Anders entsteht kein „wir“, das über die Ghetto-Grenzen hinausgeht. Lasst uns die Asymmetrien ernst nehmen. Lasst uns gegen die Irren vorgehen, die am Bruch des Staudamms arbeiten.
Wenn man Angst hat sich bei der Gemeinde mit bestimmten Themen unbeliebt zu machen und die Greueltäten der Hamas als „Provokation“ bezeichnet hat man als Muslim offenbart, dass man die Botschaft des Qur’an nicht verstanden hat.
Früher war der Islam in der Welt führend in wissenschaftlichen und kulturellen Bereichen (ich denke da z.B. an Al Andalus).
Heute beschäftigen sich selbsternannte Muslime lediglich damit den Qur’an auswendig zu lernen (ohne ihn zu begreifen) und Geschwister für den Hass gegen „Ungläubige“ aufzustacheln. Schülern ist es wichtig einen Gebetsraum zu bekommen. Beten statt lernen. Das meinte der Prophet mit Wissen vermehren?

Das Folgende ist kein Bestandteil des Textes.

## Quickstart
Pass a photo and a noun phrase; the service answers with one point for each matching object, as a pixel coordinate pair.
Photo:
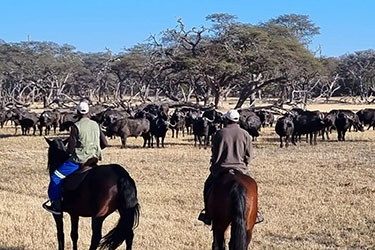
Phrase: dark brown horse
(105, 189)
(233, 201)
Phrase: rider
(231, 149)
(84, 143)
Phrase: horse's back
(226, 190)
(97, 192)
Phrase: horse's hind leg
(74, 230)
(219, 240)
(249, 234)
(60, 230)
(96, 226)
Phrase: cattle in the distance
(127, 127)
(24, 118)
(345, 119)
(191, 115)
(158, 129)
(284, 128)
(307, 123)
(109, 116)
(27, 122)
(367, 117)
(201, 130)
(67, 120)
(329, 124)
(48, 119)
(250, 122)
(266, 117)
(177, 122)
(3, 118)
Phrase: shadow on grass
(3, 136)
(11, 248)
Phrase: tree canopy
(227, 58)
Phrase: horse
(105, 189)
(233, 200)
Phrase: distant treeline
(201, 64)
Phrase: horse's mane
(57, 154)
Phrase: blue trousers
(54, 188)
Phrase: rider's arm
(72, 140)
(103, 140)
(248, 151)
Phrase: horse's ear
(49, 141)
(66, 141)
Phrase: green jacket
(88, 141)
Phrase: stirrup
(260, 218)
(51, 209)
(204, 218)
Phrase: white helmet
(232, 115)
(83, 108)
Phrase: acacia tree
(357, 73)
(300, 26)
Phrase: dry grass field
(312, 197)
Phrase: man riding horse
(84, 143)
(231, 149)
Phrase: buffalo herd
(152, 121)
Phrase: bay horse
(105, 189)
(233, 200)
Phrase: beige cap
(232, 115)
(83, 108)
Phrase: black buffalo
(345, 119)
(158, 129)
(250, 122)
(201, 130)
(49, 119)
(127, 127)
(307, 123)
(367, 117)
(266, 117)
(177, 122)
(67, 120)
(284, 128)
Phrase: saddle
(73, 181)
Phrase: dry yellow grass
(313, 197)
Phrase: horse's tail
(238, 230)
(129, 214)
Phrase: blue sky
(91, 26)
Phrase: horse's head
(57, 154)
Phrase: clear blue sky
(91, 26)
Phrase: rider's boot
(259, 218)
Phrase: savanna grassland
(312, 197)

Als in Mannheim lebender, queerer trans-Mensch sind Muslime in meinem Alltag leider die größte Beddrohung. Anfeindungen kommen immer und ausschließlich von „Bärtigen“. An der Fußgängerampel stehe ich nicht mehr „vorne am Bordstein“ – einmal einen Stoß in den fließenden Verkehr bekommen, aus einer Gruppe Bärtiger heraus, genügt mir. Nachts 1 km nach Hause von der Dicso2 oder dem Klatsch in die Schwetzingerstadt – nur per Frauennachttaxi oder mit der XXL-Dose Pfefferspray in der Hand. Freitag abend zum Burgerking am Plankenkopf – unmöglich. Ins Queere Zentrum gehe ich mittlerweile nicht mehr, der Heimweg durch „Istanbul“ ist lebensgefährlich geworden im Lauf der letzten 15 Monate. Es sind – in meiner Erfahrung – die 15-25 jährigen, die, in Gruppen sich gegenseitig bestärkend, extrem gegen queere Menschen jeder Art agitieren und vor Gewalt nicht mehr zurückschrecken. Das hat ausschliesslich nur mit dem Islam zu tun – von Buddhisten, Hindus, Pastafaris habe ich derlei sozialisierte Gewalt noch nie erlebt – komisch, oder?